We have provided AvlGUI.java, TreeFactory.java, Tree.java, and BinaryTreeNode.java to help you see what your avl tree looks like as you add and remove nodes from it. In order for the GUI to draw your tree, it needs to have access to the root node of your avl tree. TreeFactory.java allows us to create an instance of your AVL tree. Tree.java is the interface that allows the GUI to access your root node. BinaryTreeNode.java is the interface that allows the GUI to know what kind of node the root node is. This interface also allows the GUI to get information from each node such as the data stored in the node, each child of the node, and the height of the node in the tree.

You are not required to implement TreeFactory.java, Tree.java or BinaryTreeNode.java but the AvlGUI will not draw your avl tree unless you do implement them.

Notes for using the GUI

The purpose for the GUI is to help you visualize your avl tree after adding or removing a node from the tree. The GUI has been programmed to allow you to add/remove nodes from your avl tree in two different ways. The clear tree button will clear the tree and the queue containing all the words loaded from a file. The clear queue button will remove all the left over words from the queue that were loaded from a file without modifying the tree.

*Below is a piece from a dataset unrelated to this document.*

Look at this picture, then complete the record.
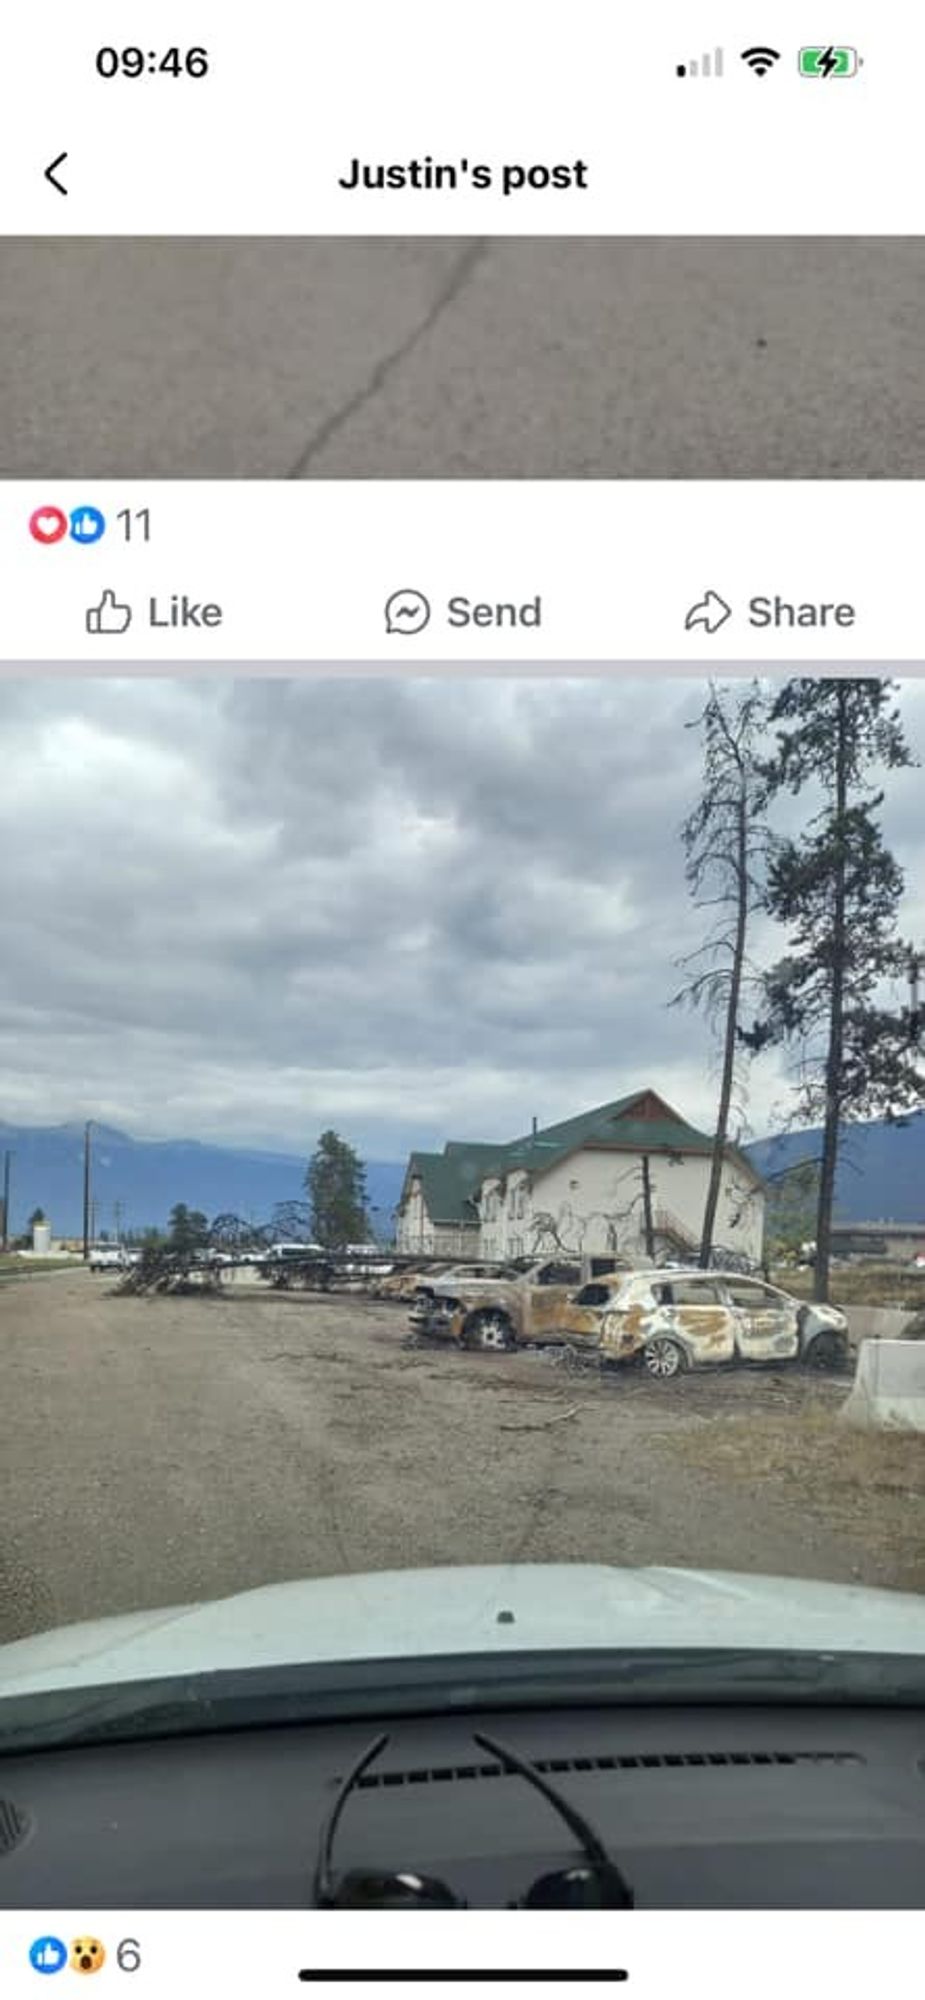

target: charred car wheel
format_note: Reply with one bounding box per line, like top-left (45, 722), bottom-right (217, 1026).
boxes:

You will notice that the tree will quickly grow out of the visible area in the main panel of the gui. All you need to do is Maximize or Restore Down the window so the Scroll Pane will adjust the visible content. If the tree is larger then the dimensions of the window then you will be able to use the scroll bars to see the area of the tree that you desire to look at.


Hash Lab

  1. The load factor of the hash table is the fraction N/S, where N is the number of objects stored in the hash table and S is the size of the table (the number of buckets). It doesn't matter how many objects are in each individual bucket.

  2. Make sure you ONLY re-hash when you need to add an item that will cause the load factor to exceed 1.0. For example, if you had a hash table with 5 buckets and you already had 4 items added, when you add the fifth item, you DON'T need to re-hash. When you want to add the sixth item, however, you will first see that the hash table is at its maximum load capacity. You want to rehash the table BEFORE you add the sixth item.

  3. Be careful with your size variable when you rehash!